55 journalistes tués en 2021, l’impunité « alarmante généralisée » – UNESCO |

L’impunité est « d’une manière alarmante répandue », a déclaré l’Organisation des Nations Unies pour l’éducation, la science et la culture (UNESCO).

« Une fois de plus en 2021, beaucoup trop de journalistes ont payé le prix ultime pour faire éclater la véritét », a déclaré la Directrice générale de l’UNESCO, Audrey Azoulay.

« En ce moment, le monde a plus que jamais besoin d’informations indépendantes et factuelles. Nous devons faire plus pour garantir que ceux qui travaillent sans relâche pour fournir cela puissent le faire sans crainte.

Bien que le nombre de victimes soit à son plus bas depuis une décennie, l’UNESCO a souligné les nombreux dangers auxquels sont confrontés les journalistes en essayant de couvrir des histoires et d’exposer des actes répréhensibles.

En 2021, comme les années précédentes, les journalistes sont confrontés à des taux élevés d’emprisonnement, d’agression physique, d’intimidation et de harcèlementy compris lors de reportages sur les manifestations.

Aucune différence

Les femmes journalistes continuent d’être particulièrement exposées car elles sont soumises à « une prévalence choquante de harcèlement en ligne », a déclaré l’UNESCO, citant des données qui montrent que près des trois quarts des professionnelles des médias interrogées ont subi des violences en ligne liées à leur travail.

Selon l’Observatoire des journalistes assassinés de l’UNESCO, les deux tiers des victimes en 2021 sont mortes dans des pays où il n’y a pas de conflit armé.

Cela marque un renversement complet de la situation en 2013, lorsque les deux tiers des meurtres ont eu lieu dans des pays en conflit.

Dangers régionaux

La plupart des décès en 2021 sont survenus dans seulement deux régions, l’Asie-Pacifique – avec 23 meurtres, et l’Amérique latine et les Caraïbes – avec 14.

Mercredi, Mme Azoulay a condamné le meurtre du journaliste birman Sai Win Aung.

M. Aung – également connu sous le nom de A Sai K – est décédé le 25 décembre alors qu’il couvrait le sort des réfugiés dans l’État de Kayin, dans le sud-est du pays.

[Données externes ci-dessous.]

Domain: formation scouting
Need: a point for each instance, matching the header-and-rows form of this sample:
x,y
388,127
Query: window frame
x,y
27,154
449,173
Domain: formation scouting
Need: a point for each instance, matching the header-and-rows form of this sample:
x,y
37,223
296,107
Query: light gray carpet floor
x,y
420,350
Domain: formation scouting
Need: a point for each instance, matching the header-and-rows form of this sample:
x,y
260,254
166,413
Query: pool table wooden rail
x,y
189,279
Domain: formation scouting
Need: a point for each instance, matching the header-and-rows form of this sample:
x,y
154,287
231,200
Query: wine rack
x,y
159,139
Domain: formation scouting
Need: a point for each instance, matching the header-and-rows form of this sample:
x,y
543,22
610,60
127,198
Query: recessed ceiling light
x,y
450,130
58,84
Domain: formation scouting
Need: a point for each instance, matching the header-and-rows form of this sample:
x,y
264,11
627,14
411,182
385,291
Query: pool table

Au cours de sa mission pour le Federal News Journal, il a été abattu lors d’une attaque d’artillerie par les forces armées du Myanmar, a déclaré l’UNESCO citant des informations, faisant de lui le deuxième journaliste à être tué au Myanmar le mois dernier.

Plate-forme audacieuse

L’UNESCO a pour mandat mondial de garantir la liberté d’expression et la sécurité des journalistes dans le monde entier.

Chaque fois qu’un journaliste ou un professionnel des médias est tué, l’agence exhorte systématiquement les autorités à mener une enquête approfondie.

L’agence coordonne également le Plan d’action des Nations Unies sur la sécurité des journalistes et la question de l’impunité, qui célèbre son 10e anniversaire en 2022.

L’UNESCO offre également une formation aux journalistes et aux acteurs judiciaires, travaille avec les gouvernements pour élaborer des politiques et des lois de soutien et sensibilise le monde à travers des événements tels que la Journée mondiale de la liberté de la presse, commémorée chaque année le 3 mai.